Convolutional neural networks in the evaluation of joints bonded with resorcinol-formaldehyde: comparison with ASTM D5266-13.
Name: BRUNO DUARTE LOURENÇO DE ARAÚJO
Publication date: 13/08/2025
Examining board:
| Name |
Role |
|---|---|
| LEONOR DA CUNHA MASTELA | Examinador Externo |
| MARCOS ALVES NICACIO | Examinador Externo |
| PEDRO GUTEMBERG DE ALCANTARA SEGUNDINHO | Presidente |
Summary: This study evaluated the accuracy of a convolutional neural network trained to estimate the wood failure rate in glued joints bonded with resorcinol-formaldehyde adhesive, using image semantic segmentation techniques. The results obtained by artificial intelligence were compared with visually estimated values, in accordance with ASTM D5266-13 (2020). Statistical analysis included a paired t-test, Pearson correlation, and linear regression. The average wood failure rate estimated by the convolutional neural network was 89.09%, statistically lower than the visual evaluation (92.08%), although both were above the minimum normative threshold.
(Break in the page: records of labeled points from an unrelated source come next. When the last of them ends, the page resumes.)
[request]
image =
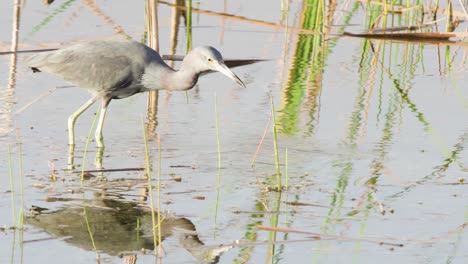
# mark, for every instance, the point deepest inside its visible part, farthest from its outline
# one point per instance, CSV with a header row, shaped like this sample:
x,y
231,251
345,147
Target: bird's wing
x,y
100,67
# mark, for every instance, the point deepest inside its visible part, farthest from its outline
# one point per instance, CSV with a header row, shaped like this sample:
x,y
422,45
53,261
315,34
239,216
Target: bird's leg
x,y
73,117
102,116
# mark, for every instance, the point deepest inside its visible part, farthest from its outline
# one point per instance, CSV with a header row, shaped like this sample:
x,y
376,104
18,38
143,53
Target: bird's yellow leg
x,y
72,120
102,116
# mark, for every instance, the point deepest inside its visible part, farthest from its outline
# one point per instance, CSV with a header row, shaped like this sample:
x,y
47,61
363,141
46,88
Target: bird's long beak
x,y
222,68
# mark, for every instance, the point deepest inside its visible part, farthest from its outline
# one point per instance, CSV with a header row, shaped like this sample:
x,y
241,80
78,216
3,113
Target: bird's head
x,y
207,58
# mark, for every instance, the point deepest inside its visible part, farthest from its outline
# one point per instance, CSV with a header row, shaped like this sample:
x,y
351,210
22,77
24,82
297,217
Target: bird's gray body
x,y
112,68
119,69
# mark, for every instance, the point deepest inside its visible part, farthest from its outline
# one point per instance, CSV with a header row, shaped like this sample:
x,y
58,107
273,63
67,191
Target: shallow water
x,y
375,139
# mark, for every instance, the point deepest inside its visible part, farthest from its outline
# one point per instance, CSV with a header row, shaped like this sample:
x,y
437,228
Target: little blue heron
x,y
119,69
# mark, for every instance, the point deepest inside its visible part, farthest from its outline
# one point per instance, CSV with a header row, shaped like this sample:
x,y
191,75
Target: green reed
x,y
275,146
20,159
12,186
154,221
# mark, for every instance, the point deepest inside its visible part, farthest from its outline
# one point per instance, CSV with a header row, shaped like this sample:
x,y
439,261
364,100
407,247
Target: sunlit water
x,y
375,133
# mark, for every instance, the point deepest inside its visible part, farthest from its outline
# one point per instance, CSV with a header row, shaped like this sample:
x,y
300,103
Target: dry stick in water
x,y
275,146
12,186
150,190
219,163
20,153
159,198
261,141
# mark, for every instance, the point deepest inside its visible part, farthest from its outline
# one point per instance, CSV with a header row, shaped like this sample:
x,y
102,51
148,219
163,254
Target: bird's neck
x,y
162,77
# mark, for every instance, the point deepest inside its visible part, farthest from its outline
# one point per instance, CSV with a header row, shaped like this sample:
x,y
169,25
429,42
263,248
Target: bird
x,y
117,69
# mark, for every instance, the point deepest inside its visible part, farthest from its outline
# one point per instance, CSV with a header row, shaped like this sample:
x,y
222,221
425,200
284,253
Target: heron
x,y
114,69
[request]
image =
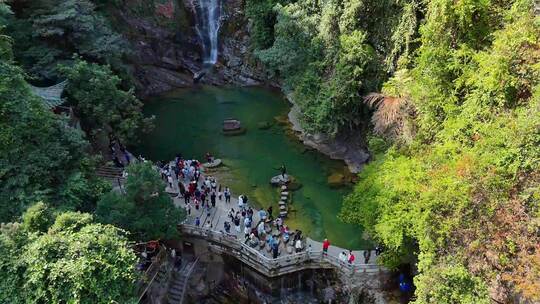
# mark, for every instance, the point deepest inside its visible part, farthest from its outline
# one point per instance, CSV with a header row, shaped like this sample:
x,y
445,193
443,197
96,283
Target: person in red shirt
x,y
351,257
326,244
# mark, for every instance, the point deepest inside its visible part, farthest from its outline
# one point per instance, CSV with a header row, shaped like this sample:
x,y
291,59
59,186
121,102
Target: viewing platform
x,y
225,243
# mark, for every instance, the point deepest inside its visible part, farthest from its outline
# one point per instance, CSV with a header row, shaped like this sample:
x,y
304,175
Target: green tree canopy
x,y
51,31
102,104
41,157
83,263
461,179
146,210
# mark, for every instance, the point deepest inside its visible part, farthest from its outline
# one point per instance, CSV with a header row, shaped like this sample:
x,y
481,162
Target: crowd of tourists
x,y
263,232
201,194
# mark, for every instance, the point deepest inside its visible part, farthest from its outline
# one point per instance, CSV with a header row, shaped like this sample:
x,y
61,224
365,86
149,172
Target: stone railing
x,y
287,263
150,274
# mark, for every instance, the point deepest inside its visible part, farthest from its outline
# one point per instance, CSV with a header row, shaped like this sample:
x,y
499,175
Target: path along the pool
x,y
219,215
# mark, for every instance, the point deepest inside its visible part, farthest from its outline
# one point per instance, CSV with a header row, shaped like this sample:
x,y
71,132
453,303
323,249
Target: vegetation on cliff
x,y
454,87
53,249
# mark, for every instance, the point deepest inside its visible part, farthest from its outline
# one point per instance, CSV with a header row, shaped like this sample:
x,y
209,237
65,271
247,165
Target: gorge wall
x,y
167,50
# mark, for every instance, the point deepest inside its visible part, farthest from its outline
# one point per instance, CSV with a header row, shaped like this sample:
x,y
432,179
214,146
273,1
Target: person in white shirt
x,y
298,245
343,257
241,202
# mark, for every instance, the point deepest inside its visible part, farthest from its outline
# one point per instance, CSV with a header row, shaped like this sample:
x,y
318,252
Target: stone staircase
x,y
178,282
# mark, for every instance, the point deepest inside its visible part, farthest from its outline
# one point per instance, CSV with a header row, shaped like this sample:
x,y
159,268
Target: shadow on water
x,y
189,121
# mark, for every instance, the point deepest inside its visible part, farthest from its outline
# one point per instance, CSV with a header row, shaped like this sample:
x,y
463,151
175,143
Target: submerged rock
x,y
336,180
264,125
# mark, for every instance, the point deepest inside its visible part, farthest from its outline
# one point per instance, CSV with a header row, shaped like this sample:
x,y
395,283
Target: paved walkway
x,y
219,215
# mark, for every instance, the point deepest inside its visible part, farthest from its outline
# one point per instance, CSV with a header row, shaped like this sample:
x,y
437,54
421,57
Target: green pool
x,y
189,121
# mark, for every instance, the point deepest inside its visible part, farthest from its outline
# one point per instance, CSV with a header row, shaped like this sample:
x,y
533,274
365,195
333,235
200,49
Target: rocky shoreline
x,y
165,59
346,147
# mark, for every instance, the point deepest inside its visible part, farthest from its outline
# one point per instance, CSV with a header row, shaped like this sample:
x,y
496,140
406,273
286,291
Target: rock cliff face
x,y
164,57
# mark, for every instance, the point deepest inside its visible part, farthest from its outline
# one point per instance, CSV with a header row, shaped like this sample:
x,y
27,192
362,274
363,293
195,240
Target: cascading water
x,y
208,14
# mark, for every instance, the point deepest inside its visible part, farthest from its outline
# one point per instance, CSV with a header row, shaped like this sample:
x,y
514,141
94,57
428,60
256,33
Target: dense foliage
x,y
50,252
459,183
146,210
41,157
329,54
102,104
75,261
48,32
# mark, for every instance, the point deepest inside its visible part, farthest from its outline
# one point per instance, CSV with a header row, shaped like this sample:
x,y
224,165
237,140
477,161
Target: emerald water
x,y
189,122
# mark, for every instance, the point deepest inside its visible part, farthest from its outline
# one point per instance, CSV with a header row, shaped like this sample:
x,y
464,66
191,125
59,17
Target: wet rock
x,y
349,147
336,180
264,125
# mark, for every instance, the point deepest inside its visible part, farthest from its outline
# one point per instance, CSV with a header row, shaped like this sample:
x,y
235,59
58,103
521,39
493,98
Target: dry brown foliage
x,y
503,245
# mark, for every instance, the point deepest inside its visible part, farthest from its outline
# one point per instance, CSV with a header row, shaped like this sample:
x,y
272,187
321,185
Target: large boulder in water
x,y
336,180
280,180
264,125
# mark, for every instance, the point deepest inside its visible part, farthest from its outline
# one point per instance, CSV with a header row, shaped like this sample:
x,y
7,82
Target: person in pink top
x,y
326,244
351,257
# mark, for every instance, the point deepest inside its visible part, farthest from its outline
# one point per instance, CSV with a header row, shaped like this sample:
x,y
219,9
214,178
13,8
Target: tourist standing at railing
x,y
367,255
343,257
326,244
237,223
227,194
213,199
351,257
247,226
241,202
275,250
298,245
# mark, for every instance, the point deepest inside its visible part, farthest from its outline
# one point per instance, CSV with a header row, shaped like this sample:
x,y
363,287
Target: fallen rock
x,y
336,180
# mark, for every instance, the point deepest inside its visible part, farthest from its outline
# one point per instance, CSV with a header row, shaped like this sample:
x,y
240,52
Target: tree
x,y
146,210
450,284
76,262
51,31
37,218
103,106
41,157
463,187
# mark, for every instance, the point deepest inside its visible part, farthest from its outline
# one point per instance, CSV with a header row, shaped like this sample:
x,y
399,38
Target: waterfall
x,y
207,15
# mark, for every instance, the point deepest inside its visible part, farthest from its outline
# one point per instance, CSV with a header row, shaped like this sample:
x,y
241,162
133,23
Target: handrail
x,y
270,265
155,264
186,280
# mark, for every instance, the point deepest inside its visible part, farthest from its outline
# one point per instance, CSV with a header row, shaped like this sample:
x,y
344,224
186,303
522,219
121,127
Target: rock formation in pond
x,y
167,52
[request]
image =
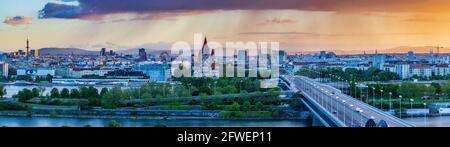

The strong correlation between the methods (significant r, p < 0.05) and the high adjusted coefficient of determination indicate that artificial intelligence was effective in reproducing the trend of variation in failure rates. These results demonstrate the feasibility of applying convolutional neural networks in the quality control of engineered wood products, promoting greater objectivity, speed, and reliability in assessments. The integration of traditional methods and artificial intelligence algorithms represents a significant advancement for the forestry sector in the context of Industry 4.0.
Keywords: Structural adhesives; Timber structures; Bond quality; Automated inspection.